Copyright Bill gets mixed reviews

The government’s long-awaited copyright bill, tabled April 25, left organizations such as actra and the Canadian Music Publishers Association humming a happy tune. However, the Canadian Association of Broadcasters is singing the blues – not for what the bill contains but what it omits.

‘At a time when broadcasters are most vulnerable, they’re being denied rights enjoyed by their competitors south of the border,’ says cab president Michael McCabe. ‘Competition is exploding all around us, yet this bill is clearly anti-competitive.’

Bill C-32, presented by Deputy Prime Minister and now former Minister of Canadian Heritage Sheila Copps and Industry Canada Minister John Manley, proposes amendments to areas of the Copyright Act mostly affecting radio broadcasters, music producers and performers.

The changes include a levy on blank audio tape cassettes to remunerate creators for private copying of musical works, provisions for royalties to producers and performers of sound recordings, and statutory recognition of the contractual economic rights of performers in cinematographic works.

However, McCabe says three distinct areas of copyright law impacting television broadcasters have been overlooked.

A change long sought by the cab but absent from the bill is a criterion that would direct the Copyright Board to set copyright tariffs that reflect competitive market realities.
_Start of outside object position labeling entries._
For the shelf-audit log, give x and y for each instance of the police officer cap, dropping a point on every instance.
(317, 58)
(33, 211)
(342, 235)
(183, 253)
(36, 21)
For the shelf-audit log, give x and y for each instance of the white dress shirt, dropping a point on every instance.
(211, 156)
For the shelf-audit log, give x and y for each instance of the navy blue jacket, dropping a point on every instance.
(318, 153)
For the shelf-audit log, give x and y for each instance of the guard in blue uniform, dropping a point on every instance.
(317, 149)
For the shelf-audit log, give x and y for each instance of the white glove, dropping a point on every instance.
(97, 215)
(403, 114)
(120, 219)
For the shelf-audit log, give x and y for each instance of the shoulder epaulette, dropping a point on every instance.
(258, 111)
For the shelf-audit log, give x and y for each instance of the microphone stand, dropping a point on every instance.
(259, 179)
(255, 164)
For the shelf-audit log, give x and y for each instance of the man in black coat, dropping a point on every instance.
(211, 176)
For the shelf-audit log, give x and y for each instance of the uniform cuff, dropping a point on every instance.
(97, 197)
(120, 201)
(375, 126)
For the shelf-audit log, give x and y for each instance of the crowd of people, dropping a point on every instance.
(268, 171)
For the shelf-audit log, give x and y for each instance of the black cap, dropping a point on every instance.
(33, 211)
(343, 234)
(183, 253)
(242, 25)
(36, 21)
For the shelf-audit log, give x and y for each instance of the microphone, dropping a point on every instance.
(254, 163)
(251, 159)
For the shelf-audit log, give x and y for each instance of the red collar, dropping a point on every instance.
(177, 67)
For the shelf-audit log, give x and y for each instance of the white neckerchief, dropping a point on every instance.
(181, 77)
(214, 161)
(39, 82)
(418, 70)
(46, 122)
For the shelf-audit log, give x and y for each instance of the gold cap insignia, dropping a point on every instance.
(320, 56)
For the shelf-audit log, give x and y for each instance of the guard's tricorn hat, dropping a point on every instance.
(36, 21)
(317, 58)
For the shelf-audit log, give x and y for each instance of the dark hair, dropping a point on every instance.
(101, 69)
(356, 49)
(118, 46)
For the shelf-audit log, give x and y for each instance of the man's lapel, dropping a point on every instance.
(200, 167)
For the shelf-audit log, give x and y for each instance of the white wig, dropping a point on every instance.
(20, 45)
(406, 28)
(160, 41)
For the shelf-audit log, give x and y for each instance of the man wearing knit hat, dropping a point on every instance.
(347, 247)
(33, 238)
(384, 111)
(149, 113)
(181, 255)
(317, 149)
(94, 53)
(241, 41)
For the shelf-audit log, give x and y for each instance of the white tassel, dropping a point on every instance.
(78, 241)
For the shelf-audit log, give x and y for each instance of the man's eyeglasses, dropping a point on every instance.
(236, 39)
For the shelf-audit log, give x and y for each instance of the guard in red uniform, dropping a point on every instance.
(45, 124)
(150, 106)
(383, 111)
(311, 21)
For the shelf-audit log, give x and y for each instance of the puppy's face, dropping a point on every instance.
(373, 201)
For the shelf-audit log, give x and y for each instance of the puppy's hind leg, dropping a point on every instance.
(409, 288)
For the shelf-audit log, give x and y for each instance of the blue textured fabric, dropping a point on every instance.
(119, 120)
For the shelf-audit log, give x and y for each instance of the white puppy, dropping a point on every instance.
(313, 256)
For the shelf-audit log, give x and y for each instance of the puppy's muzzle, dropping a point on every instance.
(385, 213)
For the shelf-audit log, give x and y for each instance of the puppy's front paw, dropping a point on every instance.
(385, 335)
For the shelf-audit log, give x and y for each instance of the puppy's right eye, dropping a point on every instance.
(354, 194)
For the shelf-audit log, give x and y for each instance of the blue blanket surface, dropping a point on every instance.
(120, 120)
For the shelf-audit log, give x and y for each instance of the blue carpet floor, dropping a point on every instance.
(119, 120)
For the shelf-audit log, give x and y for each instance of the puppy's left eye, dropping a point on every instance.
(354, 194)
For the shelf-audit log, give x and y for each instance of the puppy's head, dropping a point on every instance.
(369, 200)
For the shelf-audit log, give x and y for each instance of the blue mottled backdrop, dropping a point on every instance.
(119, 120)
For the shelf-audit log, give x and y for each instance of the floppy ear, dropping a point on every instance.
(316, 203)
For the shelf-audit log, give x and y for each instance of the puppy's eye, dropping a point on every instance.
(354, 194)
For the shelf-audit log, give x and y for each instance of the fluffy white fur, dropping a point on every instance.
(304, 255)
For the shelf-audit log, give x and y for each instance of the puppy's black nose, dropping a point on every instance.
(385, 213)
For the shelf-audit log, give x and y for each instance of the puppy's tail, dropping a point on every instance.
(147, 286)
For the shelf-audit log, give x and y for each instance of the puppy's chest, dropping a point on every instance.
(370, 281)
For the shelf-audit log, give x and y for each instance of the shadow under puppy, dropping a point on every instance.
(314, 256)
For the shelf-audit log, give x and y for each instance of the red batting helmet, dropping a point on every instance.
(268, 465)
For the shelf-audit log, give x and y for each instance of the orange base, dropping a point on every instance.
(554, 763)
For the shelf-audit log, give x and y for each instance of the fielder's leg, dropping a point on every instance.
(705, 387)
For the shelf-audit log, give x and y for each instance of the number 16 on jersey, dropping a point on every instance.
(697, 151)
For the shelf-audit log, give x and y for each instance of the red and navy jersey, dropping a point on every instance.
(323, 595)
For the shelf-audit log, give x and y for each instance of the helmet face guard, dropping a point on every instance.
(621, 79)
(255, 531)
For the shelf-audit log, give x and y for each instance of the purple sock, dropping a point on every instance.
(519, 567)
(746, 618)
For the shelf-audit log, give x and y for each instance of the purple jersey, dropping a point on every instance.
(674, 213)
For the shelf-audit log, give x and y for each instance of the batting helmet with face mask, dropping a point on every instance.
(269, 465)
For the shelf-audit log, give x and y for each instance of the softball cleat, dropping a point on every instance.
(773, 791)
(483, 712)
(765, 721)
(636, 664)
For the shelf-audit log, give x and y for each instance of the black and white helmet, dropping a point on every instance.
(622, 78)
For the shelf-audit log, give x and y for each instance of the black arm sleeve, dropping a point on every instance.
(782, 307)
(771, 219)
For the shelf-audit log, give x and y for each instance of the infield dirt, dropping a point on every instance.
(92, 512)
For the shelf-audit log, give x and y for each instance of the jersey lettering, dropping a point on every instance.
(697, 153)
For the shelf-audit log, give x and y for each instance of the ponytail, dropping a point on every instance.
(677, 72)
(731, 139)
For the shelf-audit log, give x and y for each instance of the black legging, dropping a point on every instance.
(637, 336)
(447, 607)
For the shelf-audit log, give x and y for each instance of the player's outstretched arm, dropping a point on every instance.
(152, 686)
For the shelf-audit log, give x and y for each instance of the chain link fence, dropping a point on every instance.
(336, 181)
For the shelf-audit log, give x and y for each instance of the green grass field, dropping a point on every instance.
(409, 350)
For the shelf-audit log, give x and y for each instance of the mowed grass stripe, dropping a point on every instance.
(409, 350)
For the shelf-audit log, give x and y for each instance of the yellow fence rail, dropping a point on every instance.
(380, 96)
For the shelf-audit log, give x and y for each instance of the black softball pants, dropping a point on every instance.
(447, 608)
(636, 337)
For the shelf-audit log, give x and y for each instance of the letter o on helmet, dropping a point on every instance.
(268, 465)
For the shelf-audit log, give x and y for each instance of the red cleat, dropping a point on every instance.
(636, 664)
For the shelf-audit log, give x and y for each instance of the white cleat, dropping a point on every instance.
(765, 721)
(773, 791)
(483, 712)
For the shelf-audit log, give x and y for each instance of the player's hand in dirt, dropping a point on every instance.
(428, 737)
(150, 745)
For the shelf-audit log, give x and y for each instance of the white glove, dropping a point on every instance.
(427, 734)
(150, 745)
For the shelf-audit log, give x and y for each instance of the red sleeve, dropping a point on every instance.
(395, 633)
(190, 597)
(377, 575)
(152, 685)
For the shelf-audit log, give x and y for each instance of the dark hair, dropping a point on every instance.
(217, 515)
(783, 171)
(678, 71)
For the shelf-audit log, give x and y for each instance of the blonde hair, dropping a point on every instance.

Currently, Canadian tv stations pay 2.1% of their revenue in copyright fees, while American broadcasters pay 1%. For example, when a Canadian station airs a program (with its theme music), it pays twice as much to the composer of the music as a u.s. station does to the same composer.

‘We have argued for some time that the Copyright Board should take into account the marketplace when it makes its decisions as to what the rate should be,’ says McCabe. ‘We are paying twice as much as the American stations we compete with. This hampers our ability to compete on the information highway.’

Another key area for the cab, again overlooked by the bill, is the so-called signal right, which would give Canadian broadcasters the right to control or receive compensation for the use of their signal by cable, satellite, phone companies or other distributors – a right enjoyed by u.s. broadcasters.

Thirdly, McCabe stresses the cab’s disappointment at the lack of the ‘Ephemeral Exemption’ that would allow stations to record music for later broadcast. ‘ctv cannot even provide its viewers with instant replay of a figure-skating performance if it’s accompanied by music.’

McCabe acknowledges that stations often do breach this part of copyright law and are seldom reprimanded. However, in Quebec, the Societe du Droit de Reproductions des Auteurs, Compositeurs et Editeurs au Canada took tva to court for violation of the copyright law, and tva was ordered by the court to pay up. ‘This exemption is something we had been promised over and over again by the Department of Heritage,’ adds McCabe.

cab hopes to table its recommendations when Bill C-32 goes to a parliamentary committee this summer.